Saying that the company used Facebook both legally and illegally, she writes that the company “surreptitiously gained access to the Facebook data of 50 million people through a fake research project and used it to fine-tune its delivery of fear and smears.”

“Worse, Facebook knew about this purported violation of its platform policies in 2015, yet chose not to suspend the company from the network until the story was exposed this month,” Applebaum writes.

Mark Zuckerberg made a public statement on Tuesday, admitting to the data breach. He pledged to protect user data and make it harder for other apps and firms to harvest user information.

“But the scandal that has erupted over this reported breach of contract disguises the larger issue: Even when operating legally, the company’s advertising would have been opaque to the people who received it. Political dirty tricks haven’t changed much since the Renaissance, but the delivery method has fundamentally changed the game. Political persuasion that used to take place in the open, in Congress or on the hustings.
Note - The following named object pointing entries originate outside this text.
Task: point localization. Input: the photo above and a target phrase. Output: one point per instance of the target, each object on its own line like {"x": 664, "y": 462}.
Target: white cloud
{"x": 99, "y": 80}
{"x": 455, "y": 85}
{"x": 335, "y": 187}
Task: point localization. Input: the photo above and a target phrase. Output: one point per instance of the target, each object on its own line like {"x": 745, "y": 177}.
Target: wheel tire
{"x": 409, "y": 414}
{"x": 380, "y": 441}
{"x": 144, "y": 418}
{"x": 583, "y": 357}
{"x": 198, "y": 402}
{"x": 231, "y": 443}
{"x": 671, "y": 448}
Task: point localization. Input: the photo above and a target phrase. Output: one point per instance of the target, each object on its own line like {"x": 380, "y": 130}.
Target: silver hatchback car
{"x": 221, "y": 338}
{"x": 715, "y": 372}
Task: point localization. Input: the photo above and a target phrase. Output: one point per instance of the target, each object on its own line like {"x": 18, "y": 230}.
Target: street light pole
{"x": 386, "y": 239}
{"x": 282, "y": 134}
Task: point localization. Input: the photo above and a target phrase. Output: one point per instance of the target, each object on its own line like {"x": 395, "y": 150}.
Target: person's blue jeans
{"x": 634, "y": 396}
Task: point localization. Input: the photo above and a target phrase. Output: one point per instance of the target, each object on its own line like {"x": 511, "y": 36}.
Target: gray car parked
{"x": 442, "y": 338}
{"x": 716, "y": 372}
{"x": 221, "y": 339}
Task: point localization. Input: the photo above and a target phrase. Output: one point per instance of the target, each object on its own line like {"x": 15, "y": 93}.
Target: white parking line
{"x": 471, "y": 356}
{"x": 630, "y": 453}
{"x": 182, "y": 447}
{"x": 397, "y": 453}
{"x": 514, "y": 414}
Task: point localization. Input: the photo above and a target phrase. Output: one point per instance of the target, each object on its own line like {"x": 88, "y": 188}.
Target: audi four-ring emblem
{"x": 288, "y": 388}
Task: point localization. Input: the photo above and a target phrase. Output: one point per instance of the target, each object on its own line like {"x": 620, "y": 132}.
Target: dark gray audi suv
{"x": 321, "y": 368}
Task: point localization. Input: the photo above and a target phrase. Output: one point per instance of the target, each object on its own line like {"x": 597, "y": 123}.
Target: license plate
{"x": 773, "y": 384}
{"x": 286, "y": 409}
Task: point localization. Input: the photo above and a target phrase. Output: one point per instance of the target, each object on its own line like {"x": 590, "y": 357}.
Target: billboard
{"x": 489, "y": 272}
Now it is covert.”

“Covert political advertising makes a mockery of election laws in every country that has them,” Applebaum writes.

A hurried transition

The EU’s Brexit negotiator, Michel Barnier, and the the British Brexit secretary announced a transition deal on March 19. “It was hard even for the ebullient Mr Davis to hide the fact that Britain had agreed to a “status quo” transition period, in which it will maintain most obligations to the EU while losing its voting rights. At least business was pleased that there will be no cliff-edge exit next March—assuming, that is, the two sides are able to reach some kind of Brexit deal,” writes The Economist.

“One awkward concession concerned fish. Many Brexiteers say they were promised that Britain would take back full control of fisheries next March. Even Michael Gove, the minister in charge, admitted to being disappointed that this has proved impossible. Britain will now stay in the EU’s common fisheries policy until the start of 2021. Scottish Tories are especially upset. Several said they could not sell such a betrayal to their constituents.”

“For all their protests, including sending a fishing boat up the Thames to Parliament, Mrs May is bound to accept the transition at the EU summit that was meeting as we went to press. She has no choice. Fisheries is too small an industry to be worth jeopardising a future Brexit deal. Just as in 1973, when Britain first joined the club, fishing is likely to be sacrificed for the greater good, however loudly trawlermen howl.”

The real concern isn’t fisheries, though. It’s that the transition period is just 21 months, instead of a deal that would ideally last two years. “Trade experts doubt that a comprehensive trade deal of the sort that Mrs May wants can be negotiated, let alone ratified, that quickly. And the text of the transitional deal leaves it unclear whether an extension will be legally possible, let alone politically so.”

“Time, or rather the lack of it, has become one of the most pressing concerns about Brexit.”